La terre est bleue comme une orange.
Difficile de parler de La Horde du Contrevent après le choc que ce livre m'a fait. Je ne m'attendais tout simplement pas à ça. On m'avait parlé d'un excellent bouquin de SF, je ne pensais pas y trouver un écho à de nombreuses questions que je me suis souvent posé et que j'essaye, moi aussi, de faire transparaitre dans mes piteux écrits.
La Horde, c'est tout d'abord un premier chapitre qu'on lit sans trop bien comprendre. Je suis assez patient avec les début un peu chaotiques, pourtant là je n'ai pu m'empêcher de me dire "merde... si tout le roman est comme ça, j'vais capter que dalle".

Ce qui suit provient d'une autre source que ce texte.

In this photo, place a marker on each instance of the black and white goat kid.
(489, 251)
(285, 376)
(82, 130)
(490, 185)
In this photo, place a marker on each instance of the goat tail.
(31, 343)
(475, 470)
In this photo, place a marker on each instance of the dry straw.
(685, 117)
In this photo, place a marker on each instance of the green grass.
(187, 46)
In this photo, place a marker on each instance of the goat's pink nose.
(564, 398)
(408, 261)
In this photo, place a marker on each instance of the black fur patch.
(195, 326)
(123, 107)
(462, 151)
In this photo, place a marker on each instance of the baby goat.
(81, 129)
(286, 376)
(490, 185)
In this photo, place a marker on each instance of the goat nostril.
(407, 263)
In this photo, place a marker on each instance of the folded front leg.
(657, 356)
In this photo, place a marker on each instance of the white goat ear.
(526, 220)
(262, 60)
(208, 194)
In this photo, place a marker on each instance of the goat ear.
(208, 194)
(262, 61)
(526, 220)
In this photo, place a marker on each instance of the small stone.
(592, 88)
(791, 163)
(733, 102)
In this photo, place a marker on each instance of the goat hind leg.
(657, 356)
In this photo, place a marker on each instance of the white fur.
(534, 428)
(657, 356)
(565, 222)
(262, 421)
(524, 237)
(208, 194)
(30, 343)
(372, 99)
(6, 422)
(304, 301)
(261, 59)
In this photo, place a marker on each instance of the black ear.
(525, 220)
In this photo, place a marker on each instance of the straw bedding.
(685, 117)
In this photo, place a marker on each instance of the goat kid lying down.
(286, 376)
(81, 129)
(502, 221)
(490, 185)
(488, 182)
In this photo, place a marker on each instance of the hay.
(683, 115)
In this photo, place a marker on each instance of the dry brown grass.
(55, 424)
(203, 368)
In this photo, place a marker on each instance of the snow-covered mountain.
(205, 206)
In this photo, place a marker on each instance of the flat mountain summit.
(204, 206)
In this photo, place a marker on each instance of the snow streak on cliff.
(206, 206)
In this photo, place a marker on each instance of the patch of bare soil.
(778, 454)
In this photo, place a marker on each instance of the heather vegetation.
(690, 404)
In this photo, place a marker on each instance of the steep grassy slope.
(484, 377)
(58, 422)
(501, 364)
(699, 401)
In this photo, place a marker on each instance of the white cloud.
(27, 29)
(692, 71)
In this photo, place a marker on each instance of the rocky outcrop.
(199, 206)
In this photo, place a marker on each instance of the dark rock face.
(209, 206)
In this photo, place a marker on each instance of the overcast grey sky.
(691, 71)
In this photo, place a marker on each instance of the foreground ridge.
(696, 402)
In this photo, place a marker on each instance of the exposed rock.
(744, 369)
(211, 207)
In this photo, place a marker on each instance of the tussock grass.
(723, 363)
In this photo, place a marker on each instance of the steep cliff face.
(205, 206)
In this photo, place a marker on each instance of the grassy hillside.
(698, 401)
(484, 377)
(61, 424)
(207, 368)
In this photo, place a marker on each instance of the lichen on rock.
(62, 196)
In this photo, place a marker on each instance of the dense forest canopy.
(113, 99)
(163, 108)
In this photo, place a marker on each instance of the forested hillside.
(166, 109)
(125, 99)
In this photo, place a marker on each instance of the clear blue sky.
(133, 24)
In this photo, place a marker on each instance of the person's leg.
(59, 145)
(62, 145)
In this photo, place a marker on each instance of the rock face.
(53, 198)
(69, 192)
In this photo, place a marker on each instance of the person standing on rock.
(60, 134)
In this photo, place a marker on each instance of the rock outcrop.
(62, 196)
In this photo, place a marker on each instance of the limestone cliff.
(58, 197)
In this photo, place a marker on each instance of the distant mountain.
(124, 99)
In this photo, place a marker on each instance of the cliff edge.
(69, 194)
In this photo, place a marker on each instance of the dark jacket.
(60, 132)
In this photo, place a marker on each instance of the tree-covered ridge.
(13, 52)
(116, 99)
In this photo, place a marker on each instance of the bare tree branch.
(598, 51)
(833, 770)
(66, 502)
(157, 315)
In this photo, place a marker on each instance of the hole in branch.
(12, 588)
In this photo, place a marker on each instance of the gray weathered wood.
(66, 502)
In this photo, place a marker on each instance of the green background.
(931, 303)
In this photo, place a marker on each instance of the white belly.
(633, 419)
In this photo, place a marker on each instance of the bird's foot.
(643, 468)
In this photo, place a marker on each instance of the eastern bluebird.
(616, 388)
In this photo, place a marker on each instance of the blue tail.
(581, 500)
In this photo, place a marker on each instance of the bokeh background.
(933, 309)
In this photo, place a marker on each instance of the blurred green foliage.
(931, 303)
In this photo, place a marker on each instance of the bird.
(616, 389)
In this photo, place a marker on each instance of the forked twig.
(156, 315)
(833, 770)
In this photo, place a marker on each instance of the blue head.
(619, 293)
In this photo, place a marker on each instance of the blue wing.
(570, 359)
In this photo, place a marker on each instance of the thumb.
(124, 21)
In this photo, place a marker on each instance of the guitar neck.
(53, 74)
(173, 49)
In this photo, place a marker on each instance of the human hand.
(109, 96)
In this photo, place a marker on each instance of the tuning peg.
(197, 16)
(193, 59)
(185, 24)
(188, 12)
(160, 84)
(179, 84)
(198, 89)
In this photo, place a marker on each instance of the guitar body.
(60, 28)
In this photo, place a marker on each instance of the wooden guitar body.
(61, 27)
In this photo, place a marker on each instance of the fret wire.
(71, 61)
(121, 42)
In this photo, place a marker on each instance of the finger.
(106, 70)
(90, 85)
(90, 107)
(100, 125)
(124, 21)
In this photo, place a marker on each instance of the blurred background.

Pourtant non, les pages filent et peu à peu la situation s'éclaire. Par à coup, quelques conversations, quelques remarques des narrateurs, l'univers de Damasio apparait, fourmillant de questions (comment le vent peut-il souffler en continu? Comment peuvent-ils atteindre l'extrême amont... il est foutu comment leur monde? C'est quoi ces chrones? Et ça...?), va s'ancrer avec une précision incroyable dans l'imagination du lecteur. Les personnages, pourtant nombreux, vont devenir intimes, proches du lecteur, on les reconnait sans même avoir à lire leurs noms, tant le style propre à chacun va être identifiable. Autre coup de génie de Damasio, identifier les personnages par un simple signe, et surtout par une façon d'écrire changeante selon la personnalité du narrateur...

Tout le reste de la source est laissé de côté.